Objectives and challenges
We want to investigate formal foundations and computational aspects of both the stochastic and differential approximate semantics for rule-based models: we will relate these semantics formally, then we will design sound approximations for each of these semantics (by abstract interpretation) and investigate scalable algorithms to compute the properties of both the stochastic and the differential semantics. Our approximations focus only on certain projections, thereby reducing the dimension of semantics.
Using formal methods provides several benefits:
- Firstly, it provides a clear separation between the design of models and the computation of model properties. This separation between model hypotheses and model approximation enables a better confidence level in the properties that are being computed. Moreover, it enables a better reusability of the model.
- Secondly, formal approaches allow for a better understanding of abstraction mechanisms, which will enable the design of new
abstraction techniques for rule-based protein-protein interaction models. We believe that our framework will lead to a greater reduction factor than existing methods, while ensuring the soundness of the approach.
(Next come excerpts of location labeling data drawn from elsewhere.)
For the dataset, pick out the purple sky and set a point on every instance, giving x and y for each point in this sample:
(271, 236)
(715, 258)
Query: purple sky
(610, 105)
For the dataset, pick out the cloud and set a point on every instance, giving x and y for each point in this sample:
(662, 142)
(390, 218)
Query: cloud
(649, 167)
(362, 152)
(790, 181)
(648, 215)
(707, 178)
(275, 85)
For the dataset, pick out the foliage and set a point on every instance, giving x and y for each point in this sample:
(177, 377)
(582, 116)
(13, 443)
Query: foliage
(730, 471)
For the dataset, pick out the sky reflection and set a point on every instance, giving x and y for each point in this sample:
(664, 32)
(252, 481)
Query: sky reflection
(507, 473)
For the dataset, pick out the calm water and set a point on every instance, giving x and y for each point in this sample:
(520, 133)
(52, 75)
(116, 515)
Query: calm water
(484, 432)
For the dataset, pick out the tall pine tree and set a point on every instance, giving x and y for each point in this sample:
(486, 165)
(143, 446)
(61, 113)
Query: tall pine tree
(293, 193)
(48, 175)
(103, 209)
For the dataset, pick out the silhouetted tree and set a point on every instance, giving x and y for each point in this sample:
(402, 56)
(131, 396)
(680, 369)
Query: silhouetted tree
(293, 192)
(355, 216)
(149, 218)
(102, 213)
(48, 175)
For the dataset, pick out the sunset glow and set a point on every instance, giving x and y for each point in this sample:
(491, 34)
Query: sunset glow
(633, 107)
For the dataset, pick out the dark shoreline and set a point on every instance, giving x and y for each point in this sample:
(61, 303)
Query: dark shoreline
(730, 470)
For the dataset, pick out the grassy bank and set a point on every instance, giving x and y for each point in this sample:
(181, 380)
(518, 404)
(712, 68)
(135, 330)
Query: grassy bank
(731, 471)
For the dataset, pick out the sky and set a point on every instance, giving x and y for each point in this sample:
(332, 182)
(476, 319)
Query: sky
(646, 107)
Yet, we have to face several challenges:
- It is difficult to compute the trajectories of protein-protein interaction networks. Firstly, the number of non-isomorphic chemical species can be very large which prevents us from writing or integrating differential systems (each chemical species is denoted by a variable). Secondly, one can use agent-based simulation and describe each protein of the biological mixture explicitly. However, this approach does not scale when the size of mixture is too large.
- Besides, there is a lack of practical abstraction tools for reducing the dimension of differential or stochastic systems. Existing frameworks are purely theoretic and have no concrete example of applications yet.